Резко звякает щеколда. Ханнинг опять принимается за работу.
— Еще одумается, — говорит он.
Крючок быстро завязывает узелки. Густа глубоко вздыхает.
— Ладно, Густа…
Быстрым пружинистым шагом Боцман идет домой. В голове у него роится много мыслей, но одна из них засела крепко, и с каждым шагом Боцман все упрямее держится за нее: «Все отвернулись — ладно, не заплачу, один справлюсь, один!»
Связав, наверное, сотни две ячеек сети, Ханнинг Штрезов говорит:
— Так ты хотела послушать какую-нибудь историю, Густик. Одна вот пришла мне как раз в голову, к тому же еще правдивая. Я узнал ее от матери, потому что, когда это все происходило, меня еще не было на свете, и Боцмана тоже.
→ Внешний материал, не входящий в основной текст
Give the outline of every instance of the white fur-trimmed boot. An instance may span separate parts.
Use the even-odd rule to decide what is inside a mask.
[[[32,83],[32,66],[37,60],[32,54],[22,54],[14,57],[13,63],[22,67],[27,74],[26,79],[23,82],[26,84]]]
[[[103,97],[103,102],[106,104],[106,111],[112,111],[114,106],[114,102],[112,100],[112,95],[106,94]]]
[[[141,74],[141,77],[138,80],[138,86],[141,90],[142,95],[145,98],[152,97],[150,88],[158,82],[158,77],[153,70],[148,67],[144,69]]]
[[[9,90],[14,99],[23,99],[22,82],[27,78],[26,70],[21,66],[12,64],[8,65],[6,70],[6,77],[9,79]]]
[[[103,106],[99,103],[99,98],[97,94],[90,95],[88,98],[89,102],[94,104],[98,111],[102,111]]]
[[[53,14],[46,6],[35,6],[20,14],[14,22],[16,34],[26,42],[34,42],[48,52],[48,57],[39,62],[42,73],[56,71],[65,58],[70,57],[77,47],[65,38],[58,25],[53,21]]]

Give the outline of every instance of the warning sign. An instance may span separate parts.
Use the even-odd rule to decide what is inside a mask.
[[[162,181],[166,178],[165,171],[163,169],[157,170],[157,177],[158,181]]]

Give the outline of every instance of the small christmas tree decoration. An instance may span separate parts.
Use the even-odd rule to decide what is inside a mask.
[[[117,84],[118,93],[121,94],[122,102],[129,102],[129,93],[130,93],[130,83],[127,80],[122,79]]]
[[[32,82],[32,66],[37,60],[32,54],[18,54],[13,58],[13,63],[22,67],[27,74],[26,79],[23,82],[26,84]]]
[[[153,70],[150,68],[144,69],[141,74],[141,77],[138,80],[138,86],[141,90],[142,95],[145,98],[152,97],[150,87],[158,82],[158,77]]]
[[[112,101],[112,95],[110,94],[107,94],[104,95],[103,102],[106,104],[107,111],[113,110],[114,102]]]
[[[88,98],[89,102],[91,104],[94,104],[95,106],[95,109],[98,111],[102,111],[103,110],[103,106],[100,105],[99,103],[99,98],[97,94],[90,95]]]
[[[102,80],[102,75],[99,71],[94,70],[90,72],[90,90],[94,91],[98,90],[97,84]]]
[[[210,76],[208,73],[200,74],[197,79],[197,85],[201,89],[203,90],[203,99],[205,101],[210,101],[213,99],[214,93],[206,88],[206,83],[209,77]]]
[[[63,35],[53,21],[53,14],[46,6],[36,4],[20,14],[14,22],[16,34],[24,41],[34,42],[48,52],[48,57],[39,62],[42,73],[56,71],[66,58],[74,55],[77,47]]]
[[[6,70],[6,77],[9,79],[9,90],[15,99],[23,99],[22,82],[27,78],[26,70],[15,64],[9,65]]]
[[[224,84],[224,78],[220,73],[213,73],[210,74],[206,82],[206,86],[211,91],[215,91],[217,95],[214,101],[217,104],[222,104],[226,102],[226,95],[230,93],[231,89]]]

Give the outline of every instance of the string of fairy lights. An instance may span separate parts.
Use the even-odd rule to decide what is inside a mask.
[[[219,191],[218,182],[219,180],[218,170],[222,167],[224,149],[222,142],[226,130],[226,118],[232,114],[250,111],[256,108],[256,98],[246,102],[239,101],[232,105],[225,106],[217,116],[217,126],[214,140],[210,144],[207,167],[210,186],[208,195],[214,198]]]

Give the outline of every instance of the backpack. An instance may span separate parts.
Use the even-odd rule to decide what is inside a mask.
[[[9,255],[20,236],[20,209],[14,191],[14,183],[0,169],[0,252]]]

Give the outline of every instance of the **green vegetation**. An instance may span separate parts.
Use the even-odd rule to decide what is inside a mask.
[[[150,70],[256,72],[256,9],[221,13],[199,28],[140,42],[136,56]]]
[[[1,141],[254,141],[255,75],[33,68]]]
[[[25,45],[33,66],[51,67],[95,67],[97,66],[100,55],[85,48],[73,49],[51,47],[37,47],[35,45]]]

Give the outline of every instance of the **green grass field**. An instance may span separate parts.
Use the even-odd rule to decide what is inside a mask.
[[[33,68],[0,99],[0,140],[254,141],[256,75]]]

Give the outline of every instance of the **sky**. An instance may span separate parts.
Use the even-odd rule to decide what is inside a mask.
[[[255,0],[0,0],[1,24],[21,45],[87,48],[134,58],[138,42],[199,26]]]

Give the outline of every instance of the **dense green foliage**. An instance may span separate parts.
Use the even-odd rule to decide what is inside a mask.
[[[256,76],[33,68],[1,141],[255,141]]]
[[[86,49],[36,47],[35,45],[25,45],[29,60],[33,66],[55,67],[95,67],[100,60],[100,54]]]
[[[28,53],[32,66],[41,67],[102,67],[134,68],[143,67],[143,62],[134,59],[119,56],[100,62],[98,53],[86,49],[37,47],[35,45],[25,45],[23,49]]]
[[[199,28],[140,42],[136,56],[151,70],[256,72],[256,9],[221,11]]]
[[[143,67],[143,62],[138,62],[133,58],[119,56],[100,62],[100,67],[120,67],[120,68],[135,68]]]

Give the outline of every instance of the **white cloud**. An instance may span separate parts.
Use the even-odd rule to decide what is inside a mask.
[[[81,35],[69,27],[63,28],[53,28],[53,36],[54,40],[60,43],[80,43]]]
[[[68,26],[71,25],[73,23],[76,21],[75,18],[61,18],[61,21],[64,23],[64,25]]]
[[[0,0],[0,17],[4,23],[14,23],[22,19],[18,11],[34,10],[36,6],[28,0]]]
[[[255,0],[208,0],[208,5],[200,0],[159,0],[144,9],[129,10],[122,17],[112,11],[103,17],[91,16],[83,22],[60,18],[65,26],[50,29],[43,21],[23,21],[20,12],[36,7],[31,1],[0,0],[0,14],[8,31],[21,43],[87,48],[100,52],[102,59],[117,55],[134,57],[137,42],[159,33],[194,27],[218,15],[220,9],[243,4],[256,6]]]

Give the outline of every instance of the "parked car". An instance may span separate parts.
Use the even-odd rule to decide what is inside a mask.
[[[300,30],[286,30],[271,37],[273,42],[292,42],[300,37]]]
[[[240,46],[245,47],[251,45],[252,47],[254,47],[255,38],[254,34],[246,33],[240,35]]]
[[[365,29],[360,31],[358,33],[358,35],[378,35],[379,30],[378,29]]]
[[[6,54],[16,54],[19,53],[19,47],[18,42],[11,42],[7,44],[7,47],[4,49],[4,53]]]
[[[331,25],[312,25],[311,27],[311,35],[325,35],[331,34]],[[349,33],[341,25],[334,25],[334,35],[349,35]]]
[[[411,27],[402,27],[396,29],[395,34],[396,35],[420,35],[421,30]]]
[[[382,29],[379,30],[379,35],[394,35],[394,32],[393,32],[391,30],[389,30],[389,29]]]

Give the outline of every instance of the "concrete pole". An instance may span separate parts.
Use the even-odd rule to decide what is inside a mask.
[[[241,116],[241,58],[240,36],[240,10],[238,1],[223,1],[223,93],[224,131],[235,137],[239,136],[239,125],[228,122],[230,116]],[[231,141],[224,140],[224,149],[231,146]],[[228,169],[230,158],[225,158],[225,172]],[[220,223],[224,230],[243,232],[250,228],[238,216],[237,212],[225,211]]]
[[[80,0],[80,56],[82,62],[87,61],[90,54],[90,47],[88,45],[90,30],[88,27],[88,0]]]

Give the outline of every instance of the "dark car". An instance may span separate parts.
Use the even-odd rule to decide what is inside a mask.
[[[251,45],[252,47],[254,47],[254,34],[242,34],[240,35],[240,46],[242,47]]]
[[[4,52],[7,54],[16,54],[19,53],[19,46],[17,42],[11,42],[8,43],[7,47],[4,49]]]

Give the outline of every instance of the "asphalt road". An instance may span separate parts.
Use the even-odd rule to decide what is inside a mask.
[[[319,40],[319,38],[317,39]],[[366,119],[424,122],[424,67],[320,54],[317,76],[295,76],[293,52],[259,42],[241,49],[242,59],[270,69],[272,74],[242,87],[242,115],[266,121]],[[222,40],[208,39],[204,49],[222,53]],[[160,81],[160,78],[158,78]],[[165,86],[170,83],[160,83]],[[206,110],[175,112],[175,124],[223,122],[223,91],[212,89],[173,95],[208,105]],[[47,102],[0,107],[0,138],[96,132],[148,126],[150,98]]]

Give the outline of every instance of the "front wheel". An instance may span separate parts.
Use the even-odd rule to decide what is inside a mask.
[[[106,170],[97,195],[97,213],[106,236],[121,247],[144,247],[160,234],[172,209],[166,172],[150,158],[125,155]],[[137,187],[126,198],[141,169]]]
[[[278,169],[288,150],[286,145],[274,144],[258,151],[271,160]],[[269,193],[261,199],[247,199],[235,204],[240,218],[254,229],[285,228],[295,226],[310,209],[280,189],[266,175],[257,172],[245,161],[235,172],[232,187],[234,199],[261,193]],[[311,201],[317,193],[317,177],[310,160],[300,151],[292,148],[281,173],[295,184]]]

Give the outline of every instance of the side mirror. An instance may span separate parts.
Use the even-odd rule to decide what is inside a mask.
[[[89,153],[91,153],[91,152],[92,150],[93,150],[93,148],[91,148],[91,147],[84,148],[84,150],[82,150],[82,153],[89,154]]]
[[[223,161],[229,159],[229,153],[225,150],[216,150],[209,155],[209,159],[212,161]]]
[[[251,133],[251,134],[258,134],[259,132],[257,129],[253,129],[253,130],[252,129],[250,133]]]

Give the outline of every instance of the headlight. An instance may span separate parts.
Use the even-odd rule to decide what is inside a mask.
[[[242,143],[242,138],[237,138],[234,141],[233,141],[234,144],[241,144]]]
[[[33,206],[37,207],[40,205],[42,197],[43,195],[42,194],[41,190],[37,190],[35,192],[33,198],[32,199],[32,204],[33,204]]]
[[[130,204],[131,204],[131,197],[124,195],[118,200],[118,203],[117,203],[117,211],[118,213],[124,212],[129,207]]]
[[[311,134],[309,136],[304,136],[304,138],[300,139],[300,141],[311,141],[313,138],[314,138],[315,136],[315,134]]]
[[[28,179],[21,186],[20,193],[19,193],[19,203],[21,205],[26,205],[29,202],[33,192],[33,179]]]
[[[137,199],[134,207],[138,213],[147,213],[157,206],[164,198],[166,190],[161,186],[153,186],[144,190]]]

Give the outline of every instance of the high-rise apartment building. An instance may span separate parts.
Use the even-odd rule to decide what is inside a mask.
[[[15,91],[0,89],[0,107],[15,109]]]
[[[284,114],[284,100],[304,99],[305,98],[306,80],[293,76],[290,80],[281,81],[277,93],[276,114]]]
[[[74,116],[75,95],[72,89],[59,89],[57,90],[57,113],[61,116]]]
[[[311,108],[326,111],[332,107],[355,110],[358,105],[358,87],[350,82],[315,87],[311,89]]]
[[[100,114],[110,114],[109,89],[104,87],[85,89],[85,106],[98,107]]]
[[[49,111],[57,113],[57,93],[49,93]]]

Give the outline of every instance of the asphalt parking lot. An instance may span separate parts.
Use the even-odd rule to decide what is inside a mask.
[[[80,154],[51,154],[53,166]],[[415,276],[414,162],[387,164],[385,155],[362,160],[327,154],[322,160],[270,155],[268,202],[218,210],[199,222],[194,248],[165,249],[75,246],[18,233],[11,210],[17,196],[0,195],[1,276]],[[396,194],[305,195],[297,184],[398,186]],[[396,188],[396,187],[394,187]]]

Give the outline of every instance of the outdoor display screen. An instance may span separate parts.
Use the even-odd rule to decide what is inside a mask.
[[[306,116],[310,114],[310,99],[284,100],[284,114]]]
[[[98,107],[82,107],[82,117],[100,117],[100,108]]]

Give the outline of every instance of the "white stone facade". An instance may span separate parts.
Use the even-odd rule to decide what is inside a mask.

— Это что-нибудь грустное, Ханнинг?
— Нет, Густик, скорее смешное… Хотя увидишь сама.
И Ханнинг Штрезов рассказывает историю, случившуюся в 1848 году. В ней участвовал его отец, старина Штрезов.
Однажды под вечер в избушку, что стояла вдалеке от остальных, пришла весть о революции. Марта Штрезова, урожденная Хагеманн из Притца, побросала все свои дела и примчалась на берег залива, где отец Ханнинга развешивал сети для просушки.
— Ну, муженек, дела: народ, видать, совсем рехнулся… В городе-то революция! Стекла, слышь, все побили, вот люди чего говорят. Ведь это надо, что творится!
А муж стоял на прибрежном песке в своих деревянных башмаках. Он выслушал жену, бросил сети, побежал в избушку, не сказав ни единого слова. Марта побежала следом, и только у самой двери ей удалось его догнать. Он повернулся к ней и сказал:
— Давай-ка скорей мои сапоги. Да поживей, Марта, где мои сапоги?
Она спросила, на что ему сапоги.
— Господи, прости! Да не будь ты дурехой, Марта! Наконец-то они взяли быка за рога!
— Какого еще быка, муженек?
— Мне надо быть там, нельзя мне этого упустить, никак не могу. Это же революция против графов да баронов. Скорей давай сапоги.